The High Kings of Ireland

The history of the High Kings of Ireland is one of the more significant parts of Irish history or culture. A High King of Ireland is a historical figure in Ireland, also known as an Ard Rí who claimed Lordship of the country.

The list of High Kings of Ireland go back thousands of years, dating back to the second millennium BC. The list of High Kings of Ireland is to somewhat extent, endless.

Whilst parts of the list, which at it’s most earliest, can be classed mythical, it is unclear at what point the list begins to refer to historical individuals, and also at what point these individuals can genuinely be said to be “High Kings” in the later sense of the word.

Some of the High Kings appear in other historical tales of Irish history, and their name has made more of an impact.

In the early narrative literature a king is a king because he marries the sovereignty goddess (Medbh), is free from blemish, enforces symbolic buada (prerogatives) and avoids symbolic geasa (taboos).

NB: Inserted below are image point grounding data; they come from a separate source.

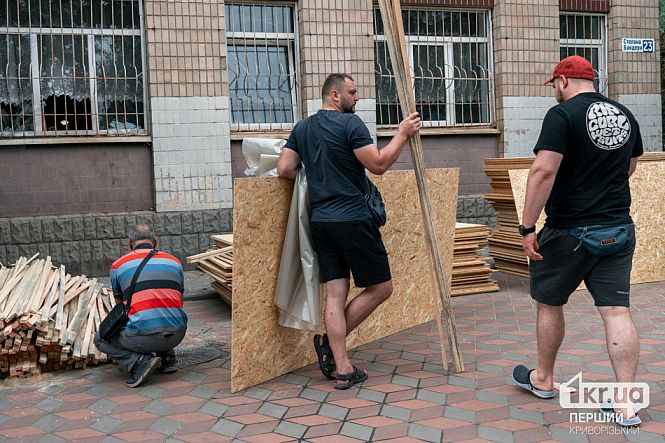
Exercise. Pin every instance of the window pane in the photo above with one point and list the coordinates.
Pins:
(260, 84)
(16, 113)
(388, 112)
(429, 82)
(119, 83)
(448, 75)
(64, 82)
(472, 83)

Inaugurations were held in places such as the Hill of Tara and the Lia Fáil (Stone of Destiny). The Hill of Tara was the seat of the High King and a sacral site. Other, lesser, Kings would be inaugurated all over Ireland in such places like Doon Rock in Co Donegal. These Kings would rule the local region and would often fight with other Kings.

Each king ruled the boundaries of his own Kingdom, he would have been responsible for ensuring good government by exercising fír flaithemon (rulers’ truth).

His responsibilities included convening its óenach (popular assembly), collecting taxes, building public works, external relations, defence, emergency legislation, law enforcement, and promulgating legal judgement.

By the twelfth century the dual process of agglomeration of territory and consolidation of kingship saw the handful of remaining provincial kings abandoning the traditional royal sites for the cities, employing ministers and governors, receiving advice from an oireacht (a body of noble counsellors), presiding at reforming synods and maintaining standing armies.

Early royal succession had been by alternation between collateral branches of the wider dynasty but succession was now confined to a series of father/son, brother/brother and uncle/nephew successions within a small royal fine marked by an exclusive surname.These families who included, O Brien of Munster, MacLochlainn of the North, and O Connor of Connacht intermarried and competed against each other for many years.

The most famous High King was Brian Boru, who was the King of Munster.

The last High King of Ireland was Ruaidrí mac Tairrdelbach Ua Conchobair or anglicised as Rory O’Connor. He reigned from 1166-1198. His descendant, the O’Connor Don, is the claimant to the Irish throne.

There is so much information on the High Kings of Ireland, not just the ones mentioned here, but hundreds of others. It would be impossible to define which of the King’s stories from the earlier dates were indeed factual or mythical. However, the stories behind family clans, kings and High Kings in Ireland still remain a popular part of the modern-day Irish culture.